Museen und Kunst

Der gestohlene Spiegel, Max Ernst - Beschreibung des Gemäldes

Der gestohlene Spiegel, Max Ernst - Beschreibung des Gemäldes

Gestohlener Spiegel - Max Ernst. Leinwand, Öl

Aus der Ferne und ohne zu wissen, wer der Autor ist, kann dieses Bild beispielsweise von einem der italienischen Meister für eine klassische Landschaft gehalten werden. Bei genauerem Hinsehen finden Sie jedoch die Handlung und die Bilder, die den monströsen Bildern aus Bosch-Gemälden ähnlicher sind.

Dieses phantasmagorische Bild entstand während des schrecklichen Krieges in ganz Europa, sodass die Schönheit der Landschaft mit seltsamen, perversen und unnatürlichen Motiven kombiniert wird.

Das Bild zeigt eine fantastische, nicht existierende Stadt, als hätte sie einen Traum für eine Person mit psychischen Störungen (oder mit einer reichen Vorstellungskraft). Es steht am Meer und als ob das Ganze aus einzelnen Elementen besteht, gekrönt von großen und manchmal einfach gigantischen Figuren. Nach den Regeln der Perspektive wird der Betrachter durch eine lange Straße in die Ferne geführt, die auf beiden Seiten von Mauern begrenzt wird. Eine niedrige breite Mauer schützt die Stadt vor dem Meer und wird von der Seite der Gebäude hoch, dünn und lockig.
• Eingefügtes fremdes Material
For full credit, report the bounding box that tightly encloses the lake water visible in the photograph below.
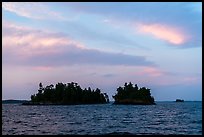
[2,102,202,135]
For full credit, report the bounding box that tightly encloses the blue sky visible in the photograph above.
[2,2,202,101]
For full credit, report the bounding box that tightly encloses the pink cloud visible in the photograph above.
[2,21,85,57]
[138,24,187,45]
[139,67,163,77]
[31,66,53,71]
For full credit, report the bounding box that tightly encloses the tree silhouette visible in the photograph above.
[31,82,109,104]
[113,82,155,104]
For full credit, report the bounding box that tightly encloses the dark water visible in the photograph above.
[2,102,202,135]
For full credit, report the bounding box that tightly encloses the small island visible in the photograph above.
[22,82,109,105]
[113,82,155,105]
[176,99,184,102]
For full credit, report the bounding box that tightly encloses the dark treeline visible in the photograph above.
[31,82,109,105]
[113,82,155,105]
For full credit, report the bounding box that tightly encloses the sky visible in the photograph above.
[2,2,202,101]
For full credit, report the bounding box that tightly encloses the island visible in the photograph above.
[113,82,155,105]
[176,99,184,102]
[22,82,109,105]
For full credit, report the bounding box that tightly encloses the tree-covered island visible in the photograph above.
[113,82,155,105]
[23,82,109,105]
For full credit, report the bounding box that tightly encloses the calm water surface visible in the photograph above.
[2,102,202,135]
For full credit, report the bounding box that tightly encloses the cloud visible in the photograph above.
[2,2,65,20]
[63,2,202,48]
[139,67,163,77]
[2,23,155,66]
[138,24,187,45]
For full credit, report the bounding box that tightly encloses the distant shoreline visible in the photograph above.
[2,99,202,105]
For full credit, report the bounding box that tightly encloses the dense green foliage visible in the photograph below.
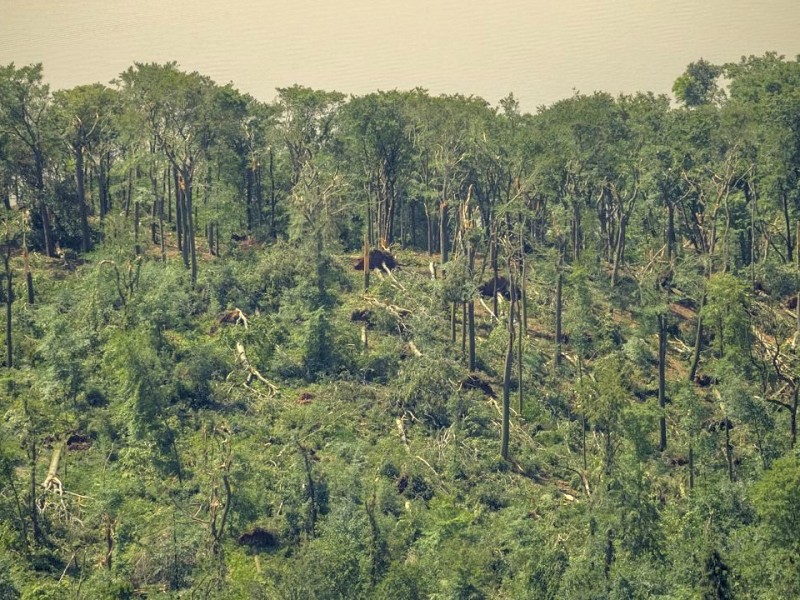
[0,53,800,600]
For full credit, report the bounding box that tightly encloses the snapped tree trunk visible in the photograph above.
[73,146,91,252]
[500,286,516,460]
[3,251,14,369]
[658,314,667,452]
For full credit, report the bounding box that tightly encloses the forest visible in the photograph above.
[0,52,800,600]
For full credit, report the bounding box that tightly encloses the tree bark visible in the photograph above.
[3,247,14,369]
[73,146,91,252]
[500,282,516,460]
[658,314,667,452]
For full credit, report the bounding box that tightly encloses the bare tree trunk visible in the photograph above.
[184,177,197,287]
[500,280,516,460]
[73,146,91,252]
[3,250,14,369]
[439,200,449,264]
[555,241,564,368]
[658,314,667,452]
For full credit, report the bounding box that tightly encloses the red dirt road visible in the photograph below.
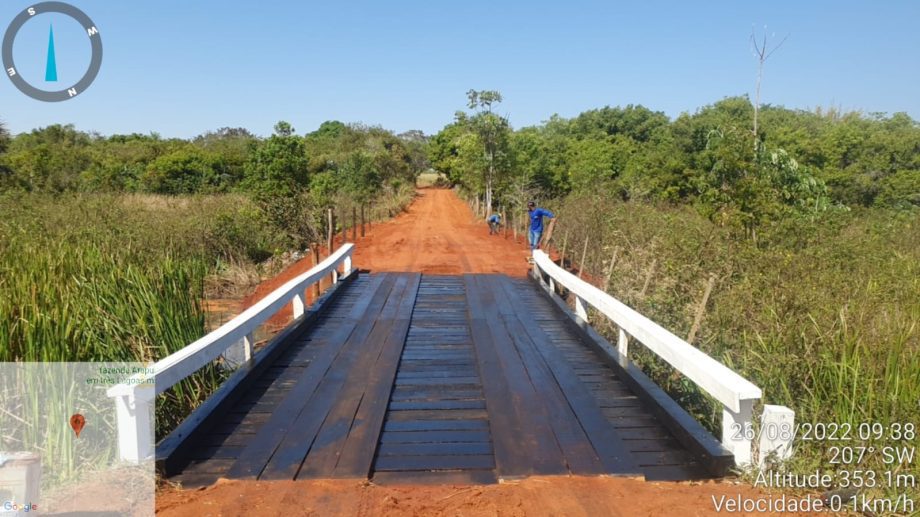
[164,190,812,517]
[355,189,529,276]
[156,477,809,517]
[240,189,530,328]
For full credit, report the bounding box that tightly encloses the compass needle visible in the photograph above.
[0,1,102,102]
[45,25,57,82]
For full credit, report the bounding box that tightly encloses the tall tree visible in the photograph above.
[466,90,511,215]
[751,27,789,151]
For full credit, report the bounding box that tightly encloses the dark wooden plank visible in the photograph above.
[374,468,498,486]
[464,275,567,477]
[155,272,358,476]
[377,442,492,457]
[390,386,483,402]
[227,275,395,479]
[396,377,479,386]
[380,430,489,444]
[534,279,734,477]
[383,420,489,431]
[390,399,486,410]
[387,410,491,421]
[497,278,640,476]
[332,274,421,478]
[262,275,409,479]
[374,454,495,472]
[491,277,609,475]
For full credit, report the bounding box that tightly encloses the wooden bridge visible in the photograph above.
[102,245,784,486]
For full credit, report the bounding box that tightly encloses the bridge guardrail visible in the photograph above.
[533,250,790,465]
[107,243,355,463]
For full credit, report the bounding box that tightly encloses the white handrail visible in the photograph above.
[533,250,763,464]
[107,243,355,462]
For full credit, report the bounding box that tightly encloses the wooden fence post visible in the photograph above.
[687,273,716,344]
[351,206,358,241]
[326,208,335,255]
[604,247,620,291]
[310,242,320,300]
[639,259,658,296]
[559,228,569,269]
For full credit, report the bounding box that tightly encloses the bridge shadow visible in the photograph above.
[165,271,721,486]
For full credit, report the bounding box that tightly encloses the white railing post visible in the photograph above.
[292,292,306,320]
[575,296,588,323]
[107,244,354,434]
[617,328,629,358]
[114,384,156,463]
[758,404,795,469]
[722,399,754,467]
[533,251,763,466]
[221,332,256,370]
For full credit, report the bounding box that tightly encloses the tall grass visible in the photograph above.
[554,191,920,490]
[0,194,288,435]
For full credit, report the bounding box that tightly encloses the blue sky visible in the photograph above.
[0,0,920,137]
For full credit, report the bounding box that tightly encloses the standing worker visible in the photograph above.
[486,212,502,235]
[527,201,556,251]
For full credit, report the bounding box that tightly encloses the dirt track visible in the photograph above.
[355,189,528,276]
[156,190,812,517]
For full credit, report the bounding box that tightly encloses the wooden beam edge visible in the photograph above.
[530,273,735,477]
[155,269,359,476]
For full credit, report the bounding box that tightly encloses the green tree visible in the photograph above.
[242,121,309,200]
[466,90,511,215]
[141,145,226,194]
[6,124,94,192]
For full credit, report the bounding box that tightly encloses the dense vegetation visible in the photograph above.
[0,122,425,434]
[430,91,920,488]
[0,91,920,488]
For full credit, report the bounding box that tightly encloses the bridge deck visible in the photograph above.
[168,273,707,486]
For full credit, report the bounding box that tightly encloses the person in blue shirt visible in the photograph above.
[527,201,556,251]
[486,213,502,235]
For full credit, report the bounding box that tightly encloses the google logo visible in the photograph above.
[3,501,38,513]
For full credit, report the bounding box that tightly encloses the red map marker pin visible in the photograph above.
[70,413,86,438]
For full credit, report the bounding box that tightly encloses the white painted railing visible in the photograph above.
[533,250,784,465]
[107,244,354,463]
Die Straße beginnt mit zwei riesigen Figuren, die vage an die klassischen erinnern, aber tatsächlich aus vielen unterschiedlichen und äußerst seltsamen Details bestehen. Die linke Figur, die dem Betrachter zugewandt ist, hält einen langen Pfeil in den Händen. Sie ist seltsam und unnatürlich verdreht, und die Hälfte ihres nackten Körpers ist wie viele andere Details des Bildes von einem unverständlichen, formlosen Umhang verdeckt, der in der Technik der Abziehbilder hergestellt wurde. Das Gesicht der Frau ist nicht sichtbar, es ist unter der Robe versteckt und es scheint, dass sich auf ihrem Kopf ein extrem hoher, spitzer Kopfschmuck wie mittelalterlicher Gennin befindet. Die rechte Figur ist ebenfalls nackt, ihr Gesicht ist im Profil dargestellt, aber ihr Kopf scheint in Flammen zu stehen, in denen eine weitere seltsame Figur sichtbar ist.
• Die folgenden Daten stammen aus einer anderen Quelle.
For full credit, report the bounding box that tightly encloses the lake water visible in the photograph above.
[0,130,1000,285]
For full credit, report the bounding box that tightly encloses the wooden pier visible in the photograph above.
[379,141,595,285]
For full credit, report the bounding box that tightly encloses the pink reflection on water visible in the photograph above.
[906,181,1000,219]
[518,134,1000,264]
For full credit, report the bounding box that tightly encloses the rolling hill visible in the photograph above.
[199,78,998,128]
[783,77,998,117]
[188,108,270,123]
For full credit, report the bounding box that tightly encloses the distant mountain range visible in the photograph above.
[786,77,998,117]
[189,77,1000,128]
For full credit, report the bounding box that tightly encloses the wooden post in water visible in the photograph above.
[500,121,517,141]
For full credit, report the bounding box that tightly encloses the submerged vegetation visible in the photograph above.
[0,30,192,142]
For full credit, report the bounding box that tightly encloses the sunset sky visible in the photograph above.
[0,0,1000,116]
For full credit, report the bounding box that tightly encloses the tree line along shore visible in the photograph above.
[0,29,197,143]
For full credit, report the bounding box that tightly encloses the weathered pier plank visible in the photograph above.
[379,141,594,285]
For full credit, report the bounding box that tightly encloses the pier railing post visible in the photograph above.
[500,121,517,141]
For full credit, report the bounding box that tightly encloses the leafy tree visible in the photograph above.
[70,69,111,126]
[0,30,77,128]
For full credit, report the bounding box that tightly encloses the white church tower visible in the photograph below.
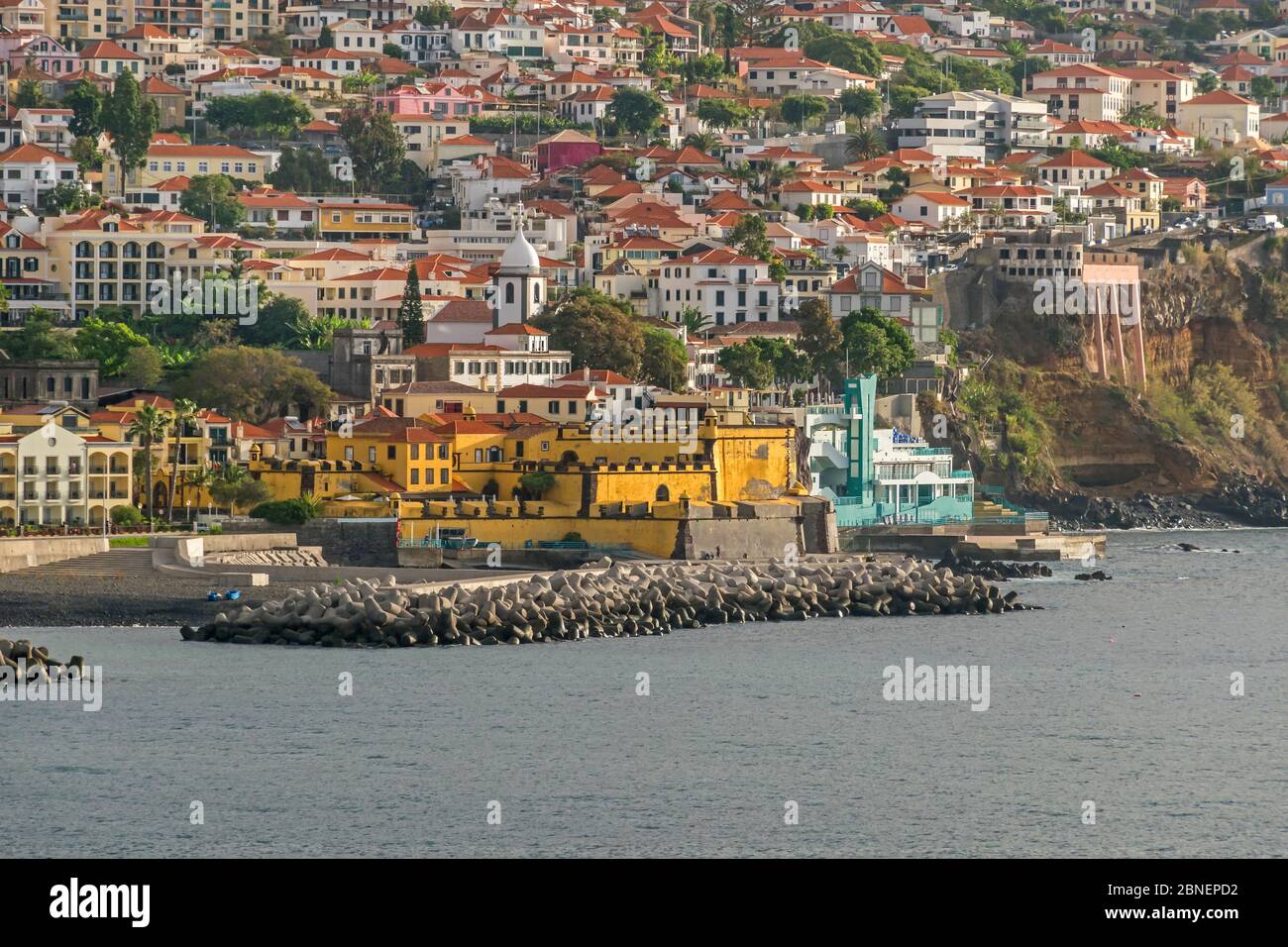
[492,204,545,329]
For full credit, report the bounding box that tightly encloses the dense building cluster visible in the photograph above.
[0,0,1288,541]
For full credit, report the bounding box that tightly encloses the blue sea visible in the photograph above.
[0,531,1288,858]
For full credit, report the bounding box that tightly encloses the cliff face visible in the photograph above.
[963,250,1288,497]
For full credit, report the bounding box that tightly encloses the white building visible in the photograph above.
[652,249,780,326]
[0,145,80,207]
[896,91,1047,161]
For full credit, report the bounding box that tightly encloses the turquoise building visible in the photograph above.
[805,374,975,528]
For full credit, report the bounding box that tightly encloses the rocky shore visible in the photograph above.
[0,638,85,683]
[935,549,1051,582]
[180,559,1030,647]
[1020,475,1288,531]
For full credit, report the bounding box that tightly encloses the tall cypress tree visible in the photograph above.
[102,72,160,187]
[398,263,425,349]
Überall auf der Straße sind verschiedene seltsame Objekte verstreut, die entweder das Gefühl einer schnellen Flucht während einer schrecklichen Bedrohung oder die Folgen einer ebenso schrecklichen Naturkatastrophe hervorrufen. Seltsamerweise mildert der sanfte Pastellbereich nicht nur den erschreckenden Eindruck, den das Bild hinterlässt, sondern verschärft ihn auch.
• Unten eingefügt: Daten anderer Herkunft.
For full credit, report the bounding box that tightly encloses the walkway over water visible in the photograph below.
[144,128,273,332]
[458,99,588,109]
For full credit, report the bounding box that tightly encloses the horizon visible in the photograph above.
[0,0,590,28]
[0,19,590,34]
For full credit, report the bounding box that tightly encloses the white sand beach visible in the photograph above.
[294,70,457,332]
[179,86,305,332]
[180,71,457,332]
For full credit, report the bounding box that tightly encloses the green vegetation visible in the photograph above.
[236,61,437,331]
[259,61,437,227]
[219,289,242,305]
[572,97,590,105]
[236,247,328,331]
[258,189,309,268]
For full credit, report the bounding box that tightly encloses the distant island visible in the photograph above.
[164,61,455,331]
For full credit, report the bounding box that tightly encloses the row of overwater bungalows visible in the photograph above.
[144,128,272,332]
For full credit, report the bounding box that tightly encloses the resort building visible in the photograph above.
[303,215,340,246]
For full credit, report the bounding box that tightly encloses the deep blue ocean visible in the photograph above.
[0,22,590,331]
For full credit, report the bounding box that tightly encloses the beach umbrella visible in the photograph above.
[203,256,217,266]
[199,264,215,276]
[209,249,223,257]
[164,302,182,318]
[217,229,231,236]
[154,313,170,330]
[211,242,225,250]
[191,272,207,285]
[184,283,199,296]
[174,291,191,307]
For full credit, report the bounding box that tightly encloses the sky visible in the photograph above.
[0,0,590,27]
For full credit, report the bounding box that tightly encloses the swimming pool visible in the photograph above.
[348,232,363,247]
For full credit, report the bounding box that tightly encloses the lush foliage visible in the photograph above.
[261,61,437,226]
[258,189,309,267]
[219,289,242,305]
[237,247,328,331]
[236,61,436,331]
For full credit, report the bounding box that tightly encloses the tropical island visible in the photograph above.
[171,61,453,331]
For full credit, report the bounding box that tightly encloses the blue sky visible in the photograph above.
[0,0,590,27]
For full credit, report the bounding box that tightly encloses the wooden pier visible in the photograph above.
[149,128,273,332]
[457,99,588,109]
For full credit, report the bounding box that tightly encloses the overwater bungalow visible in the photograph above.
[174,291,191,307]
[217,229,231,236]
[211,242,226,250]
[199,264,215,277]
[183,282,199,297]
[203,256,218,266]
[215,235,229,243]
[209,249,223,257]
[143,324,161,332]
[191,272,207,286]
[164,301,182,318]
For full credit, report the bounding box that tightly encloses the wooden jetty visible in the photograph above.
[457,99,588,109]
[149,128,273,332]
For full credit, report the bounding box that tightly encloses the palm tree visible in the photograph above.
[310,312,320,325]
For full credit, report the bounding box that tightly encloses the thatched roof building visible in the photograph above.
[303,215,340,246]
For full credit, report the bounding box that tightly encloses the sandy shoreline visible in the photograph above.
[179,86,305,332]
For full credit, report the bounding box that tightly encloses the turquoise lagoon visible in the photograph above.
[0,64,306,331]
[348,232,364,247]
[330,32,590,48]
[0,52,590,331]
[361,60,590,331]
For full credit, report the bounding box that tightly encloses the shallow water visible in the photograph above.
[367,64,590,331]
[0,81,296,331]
Weit entfernte Gebäude haben eine abgestufte konische Form. Sie sind mit großen Statuen gekrönt, in denen man mit einer gewissen Ausdehnung die Figuren des Buddha, der antiken griechischen Sphinx, des Kolosses von Rhodos, der Freiheitsstatue und sogar der Silhouette des Eiffelturms identifizieren kann. Dieses Bild gibt jeder Person die Möglichkeit, ihre eigene Vorstellungskraft zu testen.